Maths find roots?

Chewbacca.

please someone tell me the easiest way to find roots of
8x^4 - 7x^2 + 1 =0
?

3DataModem

Set y = x^2

your equation is 8y^2 - 7y + 1 = 0

solve for y using one of the normal methods

then derive x (by simply finding the squared root of both instances of y)

be careful - there may be up to 4 distinct solutions

there are

jumpguy

To find the first roots, you need to go trial and error. Try substituting 1 or -1 for x, if you don't get zero, try substituting 2 or -2 for x, and so on. These problems rarely go beyond 3, so that shouldn't take too long.

Once you've found what goes in for x, lets say 2 goes in for x, then x=2. Therefore your factor would be x-2.

Divide the equation you started with by your factor (say if it's x-2), and you'll find the other roots.

Good luck!

EDIT: Just saw 3DataModem's post - am I wrong?

3DataModem

So that's...

y = ( 7 +\- sqr ( 17 ) ) / 16 )

x = ( +\- sqr ( 7 +\- sqr ( 17 ) ) / 16 )

...ish

3DataModem

Jumpguy - for a lot of problems your guesswork/interpolation method works fine but will prob give only one or two solutions.

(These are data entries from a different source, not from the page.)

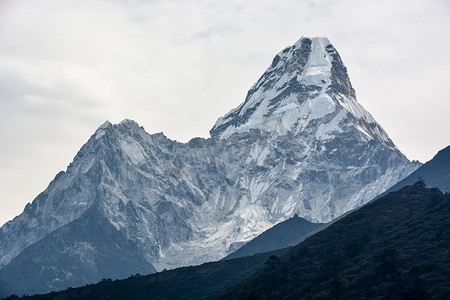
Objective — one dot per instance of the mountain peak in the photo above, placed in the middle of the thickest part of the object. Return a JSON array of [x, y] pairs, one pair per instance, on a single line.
[[306, 90]]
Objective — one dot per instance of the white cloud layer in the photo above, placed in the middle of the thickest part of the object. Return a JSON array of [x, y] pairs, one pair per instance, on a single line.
[[176, 66]]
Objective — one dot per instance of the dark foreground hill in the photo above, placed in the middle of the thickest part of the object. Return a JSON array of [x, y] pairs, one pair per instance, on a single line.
[[436, 173], [287, 233], [199, 282], [397, 247]]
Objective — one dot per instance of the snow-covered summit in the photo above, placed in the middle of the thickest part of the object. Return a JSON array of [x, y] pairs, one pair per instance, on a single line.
[[299, 144], [305, 83]]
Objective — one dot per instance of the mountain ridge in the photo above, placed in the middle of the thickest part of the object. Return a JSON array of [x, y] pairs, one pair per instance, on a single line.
[[317, 154]]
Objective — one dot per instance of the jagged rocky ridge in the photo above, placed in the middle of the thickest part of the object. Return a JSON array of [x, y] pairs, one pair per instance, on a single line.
[[300, 143]]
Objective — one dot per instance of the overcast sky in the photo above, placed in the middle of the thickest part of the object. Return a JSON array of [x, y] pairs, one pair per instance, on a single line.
[[176, 66]]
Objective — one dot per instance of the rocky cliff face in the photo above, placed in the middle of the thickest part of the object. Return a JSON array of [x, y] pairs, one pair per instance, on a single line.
[[299, 144]]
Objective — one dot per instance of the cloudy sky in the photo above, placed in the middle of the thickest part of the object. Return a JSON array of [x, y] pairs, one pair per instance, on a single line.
[[176, 66]]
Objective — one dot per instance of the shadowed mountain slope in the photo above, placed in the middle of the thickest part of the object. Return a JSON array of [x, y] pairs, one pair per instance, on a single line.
[[394, 248], [287, 233]]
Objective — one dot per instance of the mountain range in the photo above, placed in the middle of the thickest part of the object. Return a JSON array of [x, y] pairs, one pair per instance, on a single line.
[[394, 247], [300, 144]]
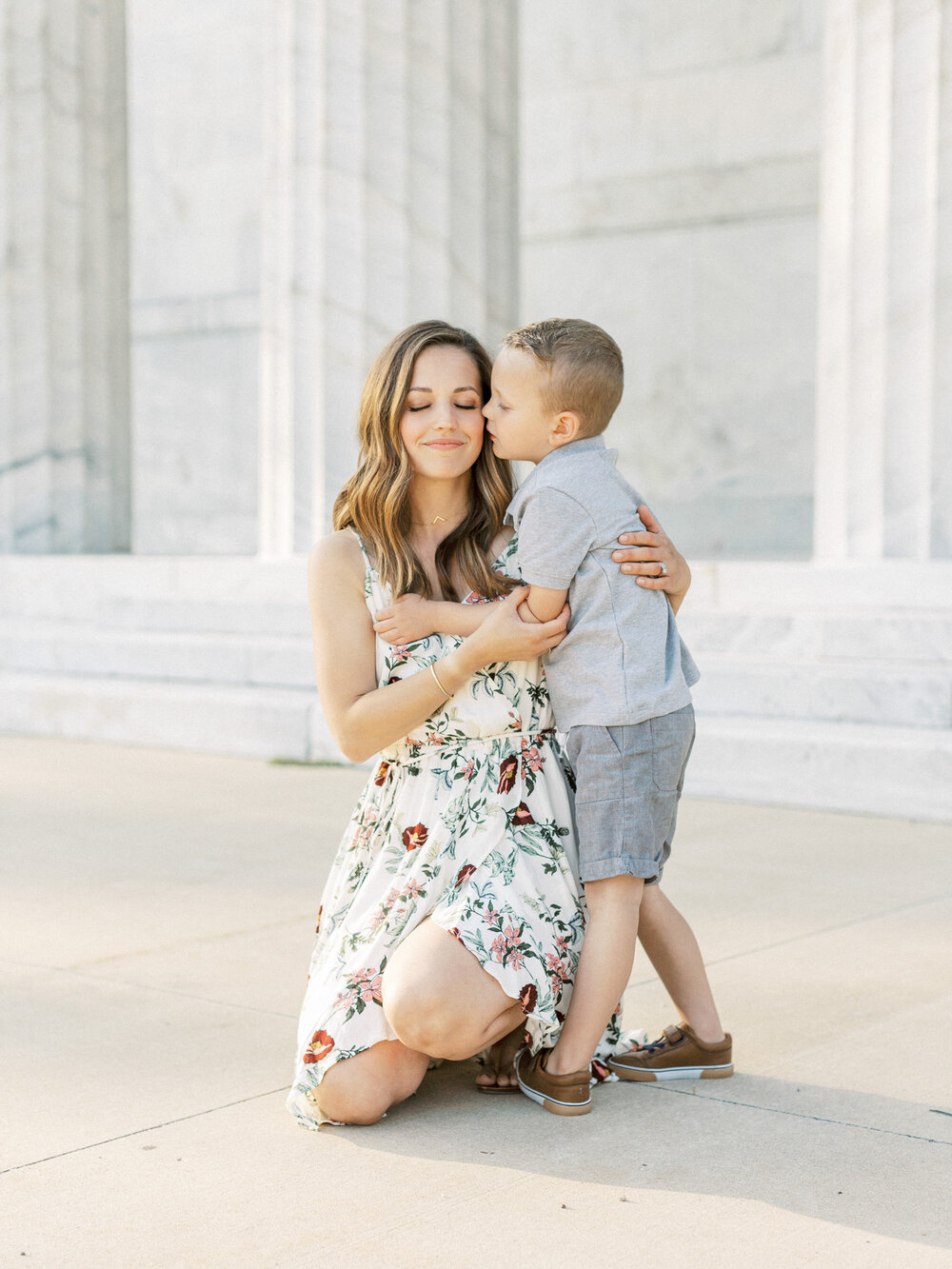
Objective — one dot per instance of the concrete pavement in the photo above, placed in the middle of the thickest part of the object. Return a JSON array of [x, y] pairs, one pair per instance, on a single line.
[[155, 929]]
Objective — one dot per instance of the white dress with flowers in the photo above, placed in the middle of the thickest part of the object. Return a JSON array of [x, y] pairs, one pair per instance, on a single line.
[[468, 823]]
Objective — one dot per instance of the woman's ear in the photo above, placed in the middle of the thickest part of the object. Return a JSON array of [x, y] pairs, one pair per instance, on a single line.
[[565, 427]]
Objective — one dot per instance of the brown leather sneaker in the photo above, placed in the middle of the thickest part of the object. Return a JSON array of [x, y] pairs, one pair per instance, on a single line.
[[560, 1094], [678, 1055]]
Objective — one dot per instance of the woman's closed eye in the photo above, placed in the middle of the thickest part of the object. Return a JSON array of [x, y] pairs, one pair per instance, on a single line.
[[460, 405]]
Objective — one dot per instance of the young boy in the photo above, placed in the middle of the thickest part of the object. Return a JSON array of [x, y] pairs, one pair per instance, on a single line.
[[620, 688]]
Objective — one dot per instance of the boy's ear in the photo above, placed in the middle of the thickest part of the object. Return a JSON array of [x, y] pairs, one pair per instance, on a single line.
[[565, 427]]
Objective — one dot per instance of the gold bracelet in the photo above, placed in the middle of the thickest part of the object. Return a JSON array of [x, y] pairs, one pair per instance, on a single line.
[[436, 677]]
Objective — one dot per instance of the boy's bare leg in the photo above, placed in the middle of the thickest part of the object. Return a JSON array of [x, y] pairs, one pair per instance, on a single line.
[[673, 951], [605, 968]]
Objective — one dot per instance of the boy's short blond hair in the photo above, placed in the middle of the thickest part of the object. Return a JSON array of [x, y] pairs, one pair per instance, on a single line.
[[585, 372]]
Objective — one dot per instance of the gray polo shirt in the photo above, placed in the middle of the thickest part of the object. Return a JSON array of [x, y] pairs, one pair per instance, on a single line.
[[623, 660]]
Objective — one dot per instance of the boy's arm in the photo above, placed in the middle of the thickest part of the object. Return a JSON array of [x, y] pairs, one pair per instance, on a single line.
[[543, 605], [411, 618]]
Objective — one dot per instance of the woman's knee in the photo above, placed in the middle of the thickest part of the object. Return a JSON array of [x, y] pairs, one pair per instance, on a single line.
[[418, 1017], [361, 1090]]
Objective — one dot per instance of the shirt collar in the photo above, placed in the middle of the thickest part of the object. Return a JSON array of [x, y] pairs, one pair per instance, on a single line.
[[574, 446]]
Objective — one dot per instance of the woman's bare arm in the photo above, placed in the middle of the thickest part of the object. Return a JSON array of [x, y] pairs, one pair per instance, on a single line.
[[365, 719], [411, 617], [644, 553]]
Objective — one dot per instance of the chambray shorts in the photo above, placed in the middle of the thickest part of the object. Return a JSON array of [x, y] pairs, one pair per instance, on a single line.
[[628, 785]]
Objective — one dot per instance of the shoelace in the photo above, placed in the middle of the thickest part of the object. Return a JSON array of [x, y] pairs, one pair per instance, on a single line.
[[655, 1044]]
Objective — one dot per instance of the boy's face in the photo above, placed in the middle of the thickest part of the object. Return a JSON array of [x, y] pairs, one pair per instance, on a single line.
[[518, 423]]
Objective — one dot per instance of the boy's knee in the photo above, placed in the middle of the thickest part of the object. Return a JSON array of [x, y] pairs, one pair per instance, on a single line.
[[615, 892]]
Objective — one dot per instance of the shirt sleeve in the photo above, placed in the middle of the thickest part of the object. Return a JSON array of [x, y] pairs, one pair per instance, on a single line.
[[555, 534]]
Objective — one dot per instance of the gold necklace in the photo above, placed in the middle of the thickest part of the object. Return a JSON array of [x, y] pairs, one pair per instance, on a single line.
[[437, 519]]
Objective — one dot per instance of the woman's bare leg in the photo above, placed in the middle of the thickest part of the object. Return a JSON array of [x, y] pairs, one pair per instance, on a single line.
[[362, 1088], [441, 1001]]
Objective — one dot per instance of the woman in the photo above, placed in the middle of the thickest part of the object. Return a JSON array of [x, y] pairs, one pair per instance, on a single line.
[[451, 921]]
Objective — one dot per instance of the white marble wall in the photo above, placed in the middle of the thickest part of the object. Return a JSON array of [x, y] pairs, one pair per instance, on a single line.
[[669, 184], [883, 424], [305, 179], [64, 336]]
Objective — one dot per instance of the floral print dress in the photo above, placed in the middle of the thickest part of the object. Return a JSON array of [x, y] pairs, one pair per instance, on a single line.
[[468, 823]]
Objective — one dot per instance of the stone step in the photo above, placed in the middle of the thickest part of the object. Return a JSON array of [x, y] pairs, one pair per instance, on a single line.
[[867, 692], [257, 723], [838, 766], [844, 766], [874, 692], [885, 635], [55, 647]]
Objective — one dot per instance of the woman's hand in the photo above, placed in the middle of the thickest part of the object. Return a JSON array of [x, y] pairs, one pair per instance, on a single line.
[[506, 637], [655, 560], [407, 620]]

Note that one or two solutions are likely to be some multiple of "i".... tricky to find by hand.

Chewbacca.

i'm a bit lost as I can only get x=1 or x=0.35?

LeixlipRed

jumpguy wrote: »

To find the first roots, you need to go trial and error. Try substituting 1 or -1 for x, if you don't get zero, try substituting 2 or -2 for x, and so on. These problems rarely go beyond 3, so that shouldn't take too long.

Once you've found what goes in for x, lets say 2 goes in for x, then x=2. Therefore your factor would be x-2.

Divide the equation you started with by your factor (say if it's x-2), and you'll find the other roots.

Good luck!

EDIT: Just saw 3DataModem's post - am I wrong?

Dangerous assumptions to be making there!! Only works if the roots are integers and if they're close to zero. For a quadratic of this form (missing the X^3 and x term) you use a substitution, say y=x^2 to solve.